The online ad industry is poised to extend privacy self-regulation to the mobile platform, the Interactive Advertising Bureau says in a new
filing with the Federal Communications Commission.
The IAB says the upcoming self-regulatory principles for mobile "will provide transparency and consumer control for precise location
information, mobile multisite data, and mobile cross-app data, encompassing all parties in the mobile device ecosystem."
The current self-regulatory principles require companies engaged in
behavioral advertising to notify users via an icon, and allow them to opt out of receiving targeted ads. But those principles were developed for desktop/laptop computers, where companies can display
far more information on a screen than on a smartphone.
The trade group adds that it opposes any new governmental attempt to dictate the types of disclosures mobile companies make to
consumers. "Given the complexity of today's mobile devices and mobile Internet operations, companies need flexibility in how they communicate with their customers and must be able to tailor notices
for the underlying technology involved and needs of their customers," the IAB says in comments filed late last week and made public on Monday.

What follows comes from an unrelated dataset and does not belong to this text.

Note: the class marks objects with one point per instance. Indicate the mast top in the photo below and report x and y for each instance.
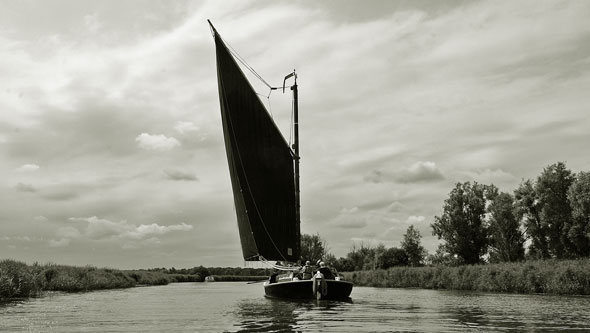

The filing was made in response to the FCC's
request for public comments about mobile privacy issues. The commission opened a proceeding earlier this year, shortly after news broke that software by mobile analytics company Carrier IQ -- which is
installed in around 150 million phones -- was capable of logging users' keystrokes.
"The devices consumers use to access mobile wireless networks have become more sophisticated and
powerful, and their expanded capabilities have at times been used by wireless providers to collect information about particular customers’ use of the network -- sometimes, it appears, without
informing the customer," the FCC said when it opened the proceeding.